Kolb is Still the Man
Everyone loves a winner and Vick’s wins have made it hard for fans to remember that he is still just a backup quarterback. Andy Reid is no fool. He was willing to deal Donovan McNabb, within the division no less. because he had faith in his starter – Kevin Kolb. Similarly, there is a reason that Andy Reid was willing to entrust the lesser experienced Kevin Kolb with the starting gig over the more experienced Vick. Clearly Reid likes what he saw in the sporadic playing time Kolb has had over the past few years. There is no doubt that his pocket passing ability will serve him well in Reid’s offense, which is made stronger by the acquisition of guys like DeSean Jackson and Jeremy Maclin.

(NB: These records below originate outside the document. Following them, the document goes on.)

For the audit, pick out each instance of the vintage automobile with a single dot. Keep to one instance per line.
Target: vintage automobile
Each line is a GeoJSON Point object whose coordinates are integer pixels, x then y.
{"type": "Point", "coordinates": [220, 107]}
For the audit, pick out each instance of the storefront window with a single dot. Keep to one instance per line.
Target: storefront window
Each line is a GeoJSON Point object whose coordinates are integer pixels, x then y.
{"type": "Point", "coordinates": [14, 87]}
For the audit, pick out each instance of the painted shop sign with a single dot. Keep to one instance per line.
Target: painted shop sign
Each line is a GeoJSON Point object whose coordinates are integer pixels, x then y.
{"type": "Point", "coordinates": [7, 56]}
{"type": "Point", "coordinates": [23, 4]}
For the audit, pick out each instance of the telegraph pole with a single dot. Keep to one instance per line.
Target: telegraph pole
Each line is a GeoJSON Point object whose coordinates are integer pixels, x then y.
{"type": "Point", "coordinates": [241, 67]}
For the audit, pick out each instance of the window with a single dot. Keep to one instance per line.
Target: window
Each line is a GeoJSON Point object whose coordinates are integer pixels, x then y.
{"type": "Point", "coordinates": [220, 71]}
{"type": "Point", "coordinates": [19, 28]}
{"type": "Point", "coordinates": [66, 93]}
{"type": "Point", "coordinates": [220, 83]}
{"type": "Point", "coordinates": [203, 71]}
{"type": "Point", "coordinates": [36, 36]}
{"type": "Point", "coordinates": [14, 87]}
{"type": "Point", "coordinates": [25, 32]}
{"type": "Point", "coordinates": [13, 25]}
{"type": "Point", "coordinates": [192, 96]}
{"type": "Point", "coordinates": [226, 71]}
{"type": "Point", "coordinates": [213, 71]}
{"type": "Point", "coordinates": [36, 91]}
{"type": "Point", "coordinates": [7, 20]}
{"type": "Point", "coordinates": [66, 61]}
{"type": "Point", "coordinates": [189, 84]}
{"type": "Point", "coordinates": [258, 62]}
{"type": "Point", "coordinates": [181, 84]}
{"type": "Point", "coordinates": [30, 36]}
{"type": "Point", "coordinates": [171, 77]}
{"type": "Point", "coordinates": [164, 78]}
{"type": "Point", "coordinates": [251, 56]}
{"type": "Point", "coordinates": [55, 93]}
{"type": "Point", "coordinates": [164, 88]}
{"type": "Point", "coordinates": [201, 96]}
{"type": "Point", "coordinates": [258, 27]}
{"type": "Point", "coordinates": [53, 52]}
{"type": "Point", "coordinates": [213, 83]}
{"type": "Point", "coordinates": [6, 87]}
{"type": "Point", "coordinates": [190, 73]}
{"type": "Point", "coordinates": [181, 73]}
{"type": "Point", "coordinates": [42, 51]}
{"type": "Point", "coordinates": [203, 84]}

There is no controversy here. Vick himself admits he is okay with being Kolb’s backup, so all this hubbub is much ado about nothing. Andy Reid should not just discard all his plans because of one uncharacteristically good start by a backup, and one untimely concussion to his starter (and I’m not alone in this belief).
Taking nothing away from Vick, who is a more than capable backup quarterback and has the potential to be a starter elsewhere in the league, he just isn’t the guy the Eagles need right now. And for that matter, until he proves he is trustworthy (which his birthday blowout proved once again he’s not) he’s a risk for any organization for which he plays. Kolb was made for the Philly offense. The smart money is on the young man with a lot of upside, and both Andy Reid and Michael Vick have to know this.